John Watson, chief commercial officer at Covance, said at the 2013 Bank of America Merrill Lynch Health Care Conference in Las Vegas last week that funding for outsourced preclinical work has generally “dried up,” which may be due to a shift in developing more biologics that require less pre-clinical testing than small molecules.
Watson said Covance has a lot of experience in work with biologics and that it needs to package its services differently so that the marketplace “understands our experience better.” He gave the example of Charles River Laboratories as a CRO (contract research organization) that has marketed its experience in biologics well.
In addition, Covance is looking to further leverage its “market-leading lead optimization abilities,” which were improved by the 2009 acquisition of Eli Lilly’s Greenfield, Indiana laboratory for $50m. The facility offers toxicology, in vivo pharmacology and other preclinical services.
Meanwhile, the company’s clinical pharmacology business is looking to take advantage of some competitors’ recent announcements that they closed their clinical pharmacology businesses’ in the first quarter this year, Watson said. He said Covance is working with some partners on deals that could be “viable in the long term.”
Clinical, Central Lab Work
Covance’s clinical and central lab work is “what really distinguishes” the company from its competitors, especially since it can utilize a database to help select clinical trial sites more likely to recruit patients, Watson said.

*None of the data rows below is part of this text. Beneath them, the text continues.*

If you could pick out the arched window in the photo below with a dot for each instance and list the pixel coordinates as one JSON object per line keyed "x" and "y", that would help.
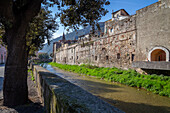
{"x": 158, "y": 54}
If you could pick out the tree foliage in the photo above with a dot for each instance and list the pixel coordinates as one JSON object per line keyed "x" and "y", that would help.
{"x": 41, "y": 28}
{"x": 43, "y": 56}
{"x": 24, "y": 31}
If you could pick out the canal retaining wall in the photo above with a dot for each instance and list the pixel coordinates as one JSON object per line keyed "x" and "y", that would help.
{"x": 61, "y": 96}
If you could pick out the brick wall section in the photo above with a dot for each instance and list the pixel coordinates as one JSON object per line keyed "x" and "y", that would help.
{"x": 153, "y": 28}
{"x": 61, "y": 96}
{"x": 104, "y": 51}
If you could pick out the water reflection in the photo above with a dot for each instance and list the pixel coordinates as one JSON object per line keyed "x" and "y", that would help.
{"x": 128, "y": 99}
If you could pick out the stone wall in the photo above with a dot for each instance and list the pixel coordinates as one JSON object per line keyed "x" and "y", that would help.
{"x": 115, "y": 49}
{"x": 153, "y": 28}
{"x": 61, "y": 96}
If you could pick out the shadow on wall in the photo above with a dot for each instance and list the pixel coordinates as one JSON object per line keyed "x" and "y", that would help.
{"x": 134, "y": 107}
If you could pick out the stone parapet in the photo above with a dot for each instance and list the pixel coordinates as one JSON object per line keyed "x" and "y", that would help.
{"x": 152, "y": 65}
{"x": 61, "y": 96}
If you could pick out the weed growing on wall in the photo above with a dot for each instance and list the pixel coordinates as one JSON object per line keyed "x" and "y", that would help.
{"x": 154, "y": 83}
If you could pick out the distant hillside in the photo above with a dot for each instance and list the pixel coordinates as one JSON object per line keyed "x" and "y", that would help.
{"x": 70, "y": 36}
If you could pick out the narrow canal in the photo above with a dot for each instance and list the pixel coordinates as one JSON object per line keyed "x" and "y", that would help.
{"x": 128, "y": 99}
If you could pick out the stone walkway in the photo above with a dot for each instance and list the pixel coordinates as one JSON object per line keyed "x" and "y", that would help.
{"x": 33, "y": 106}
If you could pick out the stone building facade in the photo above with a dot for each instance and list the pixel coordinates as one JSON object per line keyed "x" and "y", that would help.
{"x": 144, "y": 36}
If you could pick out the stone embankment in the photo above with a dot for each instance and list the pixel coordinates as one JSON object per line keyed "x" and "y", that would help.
{"x": 61, "y": 96}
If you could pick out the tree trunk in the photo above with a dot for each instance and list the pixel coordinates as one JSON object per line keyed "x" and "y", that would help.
{"x": 15, "y": 89}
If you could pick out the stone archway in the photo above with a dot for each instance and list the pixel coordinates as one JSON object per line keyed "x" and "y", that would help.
{"x": 158, "y": 54}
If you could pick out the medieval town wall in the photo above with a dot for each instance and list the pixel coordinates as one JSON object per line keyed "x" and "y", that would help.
{"x": 116, "y": 49}
{"x": 153, "y": 29}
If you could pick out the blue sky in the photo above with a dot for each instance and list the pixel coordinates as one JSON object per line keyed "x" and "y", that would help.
{"x": 129, "y": 5}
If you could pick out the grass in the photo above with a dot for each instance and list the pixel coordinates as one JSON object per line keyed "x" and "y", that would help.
{"x": 158, "y": 84}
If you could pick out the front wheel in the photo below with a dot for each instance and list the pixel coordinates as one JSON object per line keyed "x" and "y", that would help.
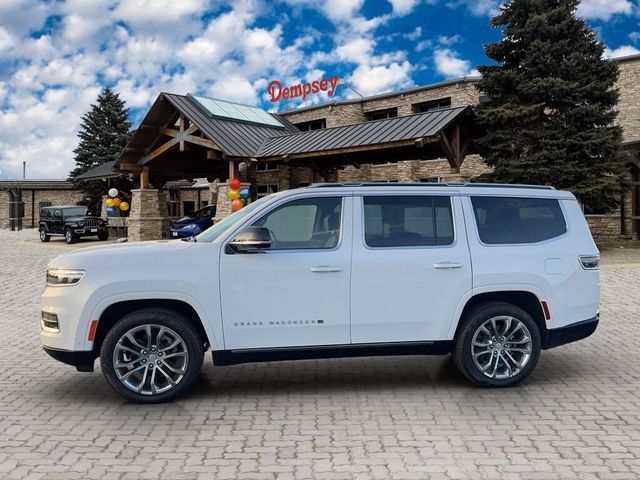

But as far as striking more deals, like the 10-year $2.2B deal it inked with Sanofi, Watson predicts there will be more staff-type arrangements than asset and staff arrangements. He noted that the CRO is having more conversations with big pharma companies looking to shift their R&D models to be more virtual and others looking into end-to-end outsourcing from IND (investigational new drug) to NDA (new drug application). Watson said the end-to-end type of R&D models that big pharma are looking into would be a boon for Covance.
He gave the example of how Covance saved one of its partners $24m in site selection and start-up costs because of the number of sites it recommended, as opposed to the number of sites the client wanted to use for a specific study. He also noted that the CRO beat its client’s timeline by almost nine months.